We have a remote location with a small bandwidth connection. We'd like to have an on-site indexer for all the machines on-site to forward their logs to and have that indexer send the logs to the main indexer cluster. We don't want the stand-alone indexer to be part of the cluser to prevent log data flowing back to it over the narrow pipe during replication. Is this possible? Should we use a light/heavy forwarder instead to forward collected logs and send them on to the cluster? The main concern here is bandwidth utilzation, and the best way to consolodate/compress the data before it hits the wire.

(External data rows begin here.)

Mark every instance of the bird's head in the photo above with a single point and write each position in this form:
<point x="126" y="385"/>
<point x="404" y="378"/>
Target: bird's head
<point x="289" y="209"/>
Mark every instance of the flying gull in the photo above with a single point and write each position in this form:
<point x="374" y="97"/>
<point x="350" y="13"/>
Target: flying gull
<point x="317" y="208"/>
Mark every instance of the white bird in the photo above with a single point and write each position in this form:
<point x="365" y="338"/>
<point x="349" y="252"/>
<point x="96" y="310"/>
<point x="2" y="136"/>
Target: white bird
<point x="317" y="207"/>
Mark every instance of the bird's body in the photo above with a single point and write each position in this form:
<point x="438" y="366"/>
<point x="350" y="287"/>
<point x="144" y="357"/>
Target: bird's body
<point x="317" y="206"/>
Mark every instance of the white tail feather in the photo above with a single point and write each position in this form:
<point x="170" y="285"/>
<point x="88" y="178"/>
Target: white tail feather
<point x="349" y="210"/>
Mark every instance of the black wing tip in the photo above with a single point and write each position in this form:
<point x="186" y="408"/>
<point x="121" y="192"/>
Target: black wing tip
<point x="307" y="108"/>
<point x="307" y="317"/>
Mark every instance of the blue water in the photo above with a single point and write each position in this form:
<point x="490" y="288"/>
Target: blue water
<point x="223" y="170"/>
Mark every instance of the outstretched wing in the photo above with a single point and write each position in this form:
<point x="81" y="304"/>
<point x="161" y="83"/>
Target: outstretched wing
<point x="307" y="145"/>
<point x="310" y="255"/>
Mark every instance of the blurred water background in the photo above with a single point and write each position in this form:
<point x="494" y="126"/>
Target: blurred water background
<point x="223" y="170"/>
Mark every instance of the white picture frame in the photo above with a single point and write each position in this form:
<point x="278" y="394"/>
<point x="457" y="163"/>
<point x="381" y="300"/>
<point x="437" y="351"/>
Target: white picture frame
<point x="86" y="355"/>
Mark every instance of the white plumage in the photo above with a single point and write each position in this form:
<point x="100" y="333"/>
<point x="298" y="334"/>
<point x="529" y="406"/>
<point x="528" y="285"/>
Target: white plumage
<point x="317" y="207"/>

Short answer: yes. But technically what you're describing would be called a heavy forwarder, not an indexer. Just set it up to forward to the indexers, set it to either keep a copy of indexed data or not depending on your preferences and use case (store and forward), and point all your local forwarders at it.
The problem here is that Splunk isn't going to compress the data until it writes it to disk, and so you'll be sending uncompressed data along with extra metadata from the extra queues the heavy forwarder will send the data through.
Unless you want that server there as a type of gatekeeper or fallback in case of network problems, it may be easier to just point all of your forwarders at your main cluster.
There is another issue you should be aware of. If the data is brought into the local indexer, ie heavy forwarder, and then forwarded to another indexer, the data will be counted twice on your license manager.
So 5GB of logs forwarded to the off site indexer will count as 10GB of data. The indexer being forwarded to can't determine that it came from an indexer, or heavy forwarder, so counts it again.